在 hotspot VM 中,有两个 survivor 取,分别为 eden1 和 eden2。在垃圾回收触发时,将新生代和1区的存活对象复制到2区,再次触发回收,将新生代和2区的存活对象复制到1区,如此反复,直到部分对象出现对象提升现象—存活时间够久自动升级到老年代,或者伊甸园区空间不够,将部分对象移到老年代。

synchronization - 同步

In general terms this is the coordination of concurrent activities to ensure the safety and liveness properties of those activities. For example, protecting access to shared data by using a lock to guard all code paths to that data.

一般而言,这是对并发活动的协调,以确保这些活动的安全性和活跃性。例如,通过使用锁来保护对共享数据的访问来保护该数据的所有代码路径。

TLAB

Thread-local allocation buffer. Used to allocate heap space quickly without synchronization. Compiled code has a “fast path” of a few instructions which tries to bump a high-water mark in the current thread’s TLAB, successfully allocating an object if the bumped mark falls before a TLAB-specific limit address.

线程本地分配缓冲区。用于在不同步的情况下快速分配堆空间。编译后的代码有一些指令的“快速路径”,这些指令试图在当前线程的 TLAB 中达到高水位标记,如果撞击标记落在 TLAB 特定的限制地址之前,则成功分配对象。

uncommon trap - 不寻常的陷阱

When code generated by C2 reverts back to the interpreter for further execution.
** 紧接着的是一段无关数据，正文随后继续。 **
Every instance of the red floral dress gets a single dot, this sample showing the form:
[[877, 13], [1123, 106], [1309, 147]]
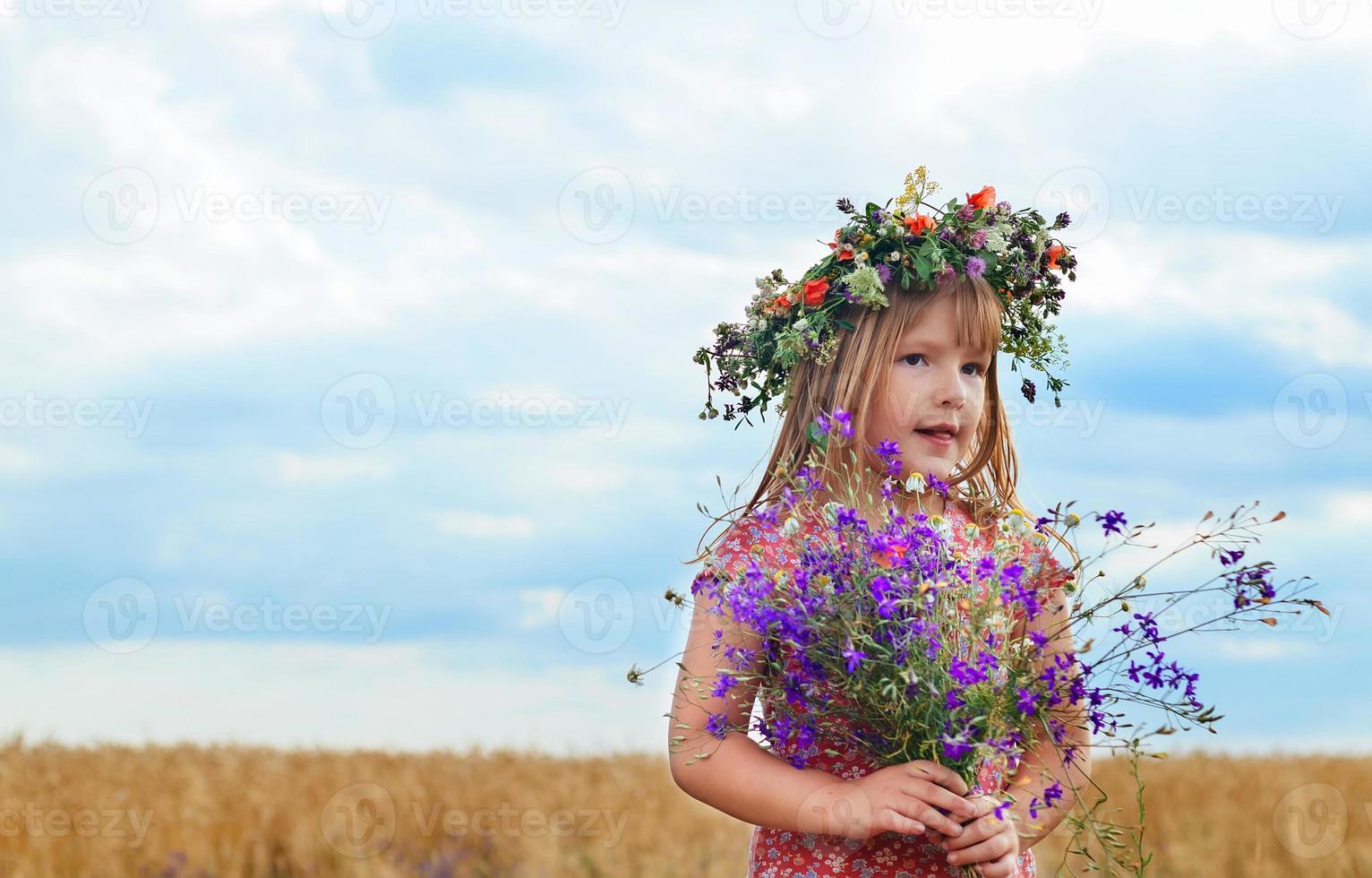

C2 typically compiles for the common case, allowing it to focus on optimization of frequently executed paths. For example, C2 inserts an uncommon trap in generated code when a class that is uninitialized at compile time requires run time initialization.

当 C2 生成的代码返回到解释器以进一步执行时。C2 通常针对常见情况进行编译,使其能够专注于优化频繁执行的路径。例如,当编译时未初始化的类需要运行时初始化时,C2 会在生成的代码中插入一个不常见的陷阱。

verifier - 验证器

The software code in the VM which performs bytecode verification.

VM 中执行字节码验证的软件代码。

VM operations - 虚拟机操作

Operations in the VM that can be requested by Java threads, but which must be executed, in serial fashion by a specific thread known as the VM thread. These operations are often synchronous, in that the requester will block until the VM thread has completed the operation. Many of these operations also require that the VM be brought to a safepoint before the operation can be performed - a garbage collection request is a simple example.

可以由 Java 线程请求但必须由称为 VM 线程的特定线程以串行方式执行的 VM 中的操作。这些操作通常是同步的,因为请求者将阻塞直到 VM 线程完成操作。其中许多操作还要求在执行操作之前将 VM 带到安全点——垃圾收集请求就是一个简单的例子。

write barrier - 写屏障

Code that is executed on every oop store. For example, to maintain a remembered set.

在每个 oop 存储上执行的代码。例如,维护一个可存储的集合。